A simple answer is speed, but the more complex answer is AI. With the myriad of touchpoints, the endless data, and countless permutations of consumers’ needs, experiences, and pain points, brand agility is paramount to staying ahead of the curve. This is precisely where AI will gain stronger footholds for brands moving forward. Whether it’s unique creative production, pricing, data organization and unifications, insight derivation, automated customer service, etc., AI will and already is playing a crucial role in expediting the process from weeks to days and days to hours. Ultimately, this will continue to enable brands to have the needed fluidity to remain competitive. Our end-to-end marketing orchestration platform, Omni, has us ahead of the AI evolution. We’ve integrated AI into the platform to help teams glean data into insights and provide users help via chatbot and education at the touch of a button. AI will disrupt the media landscape – we’re not betting on it. We’re guaranteeing it.

To paraphrase Carla Vernon from The Honest Company, “progress is like a game of Chutes and Ladders with pitfalls and shortcuts.  It’s not a direct route, but ultimately, you get from point a to point b.” In the case of retail, point B is and should always be the seamless customer experience.

The final word on everybody’s mind was “culture.” With the technical acceleration of media capabilities, building a culture around your consumer becomes paramount to brand ambitions. Progress cannot happen in a silo. Collecting data that drives a better consumer experience falls flat when not aligned with broader strategies. Few brands today are moving at the speed of culture, but OMD’s newest client, Under Armour, is over-delivering on this goal. Under Armour dug into what Under Armour’s CEO, Stephanie Linnartz, calls a ‘data culture’, and how to create and use a data-driven DNA to push the brand forward.  For example, the sports apparel space can feel crowded at times, and finding the right spaces to own is critical to long-term brand building.  Particularly with new category entrants. Under Armour is finding room to grow by speaking to GenZ and A’s female customers through a sustainability lens – leading with a key product evolution, replacing spandex with material innovations that will enable less waste. Innovation lies at the heart of Under Armour. According to Linnartz, they are rethinking the life cycle of their products because, when it comes to the next generation, “they care about sustainability.”
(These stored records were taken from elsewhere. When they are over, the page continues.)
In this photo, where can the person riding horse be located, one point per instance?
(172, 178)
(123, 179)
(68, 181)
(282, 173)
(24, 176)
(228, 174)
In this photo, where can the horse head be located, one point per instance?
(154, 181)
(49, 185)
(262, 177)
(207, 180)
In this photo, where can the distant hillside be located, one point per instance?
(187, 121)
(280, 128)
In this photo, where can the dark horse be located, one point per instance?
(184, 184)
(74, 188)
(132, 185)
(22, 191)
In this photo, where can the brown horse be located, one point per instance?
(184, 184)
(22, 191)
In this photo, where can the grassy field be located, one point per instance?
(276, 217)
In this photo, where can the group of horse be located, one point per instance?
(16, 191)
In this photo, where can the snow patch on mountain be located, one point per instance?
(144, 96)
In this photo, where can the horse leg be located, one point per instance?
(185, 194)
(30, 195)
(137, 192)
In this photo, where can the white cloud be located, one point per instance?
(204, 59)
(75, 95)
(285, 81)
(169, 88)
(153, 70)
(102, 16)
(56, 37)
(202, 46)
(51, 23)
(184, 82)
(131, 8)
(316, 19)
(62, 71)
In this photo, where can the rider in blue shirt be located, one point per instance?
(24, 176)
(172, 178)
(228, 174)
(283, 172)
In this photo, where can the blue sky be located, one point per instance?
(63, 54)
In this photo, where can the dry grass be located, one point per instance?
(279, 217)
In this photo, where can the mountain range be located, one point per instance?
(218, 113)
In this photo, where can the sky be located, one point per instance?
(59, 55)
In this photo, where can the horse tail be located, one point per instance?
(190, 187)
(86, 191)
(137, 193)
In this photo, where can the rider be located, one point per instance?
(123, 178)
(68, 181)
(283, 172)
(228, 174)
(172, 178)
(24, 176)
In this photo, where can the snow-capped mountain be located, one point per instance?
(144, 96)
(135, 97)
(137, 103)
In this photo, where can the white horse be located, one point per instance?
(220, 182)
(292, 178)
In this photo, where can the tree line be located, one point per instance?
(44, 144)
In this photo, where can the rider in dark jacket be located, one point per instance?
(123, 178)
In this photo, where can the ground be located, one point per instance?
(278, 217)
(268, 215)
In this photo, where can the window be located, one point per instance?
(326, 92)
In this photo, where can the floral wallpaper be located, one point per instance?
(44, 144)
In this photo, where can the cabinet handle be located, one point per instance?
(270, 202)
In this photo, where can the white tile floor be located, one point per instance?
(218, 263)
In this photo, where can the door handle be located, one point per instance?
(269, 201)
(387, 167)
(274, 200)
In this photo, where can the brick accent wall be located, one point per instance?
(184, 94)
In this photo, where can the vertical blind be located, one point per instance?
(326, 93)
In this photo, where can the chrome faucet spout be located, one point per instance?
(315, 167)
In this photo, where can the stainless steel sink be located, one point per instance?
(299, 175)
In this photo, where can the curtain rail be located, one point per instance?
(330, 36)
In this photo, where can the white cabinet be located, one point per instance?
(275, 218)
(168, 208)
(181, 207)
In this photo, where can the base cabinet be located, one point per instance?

One truth remains: balancing brand mission, revenue growth, and data independence is a new challenge, not a future one. The solutions presented at NRF are still just tools in a toolbox to solve the same problem: How to best serve the customer while putting them first. Marketers and retailers need to understand that the data and tech are just tools that enable us to create more seamless experiences when done correctly. The process will never be nailed the first time; by the time it is solidified, it will have evolved in countless ways. With customer habits and mindsets consistently changing, the landscape is ever-evolving, and technology is equally fragmented. The goalposts move on what seems to be a minute-to-minute basis. Marketers cannot afford to wait for a silver bullet. The time is now.

We put the customer first with every plan rooted in the client’s ambition and have empathy for speaking to them in the right spaces, at the right time, with a personalized story and a complete understanding of their journey.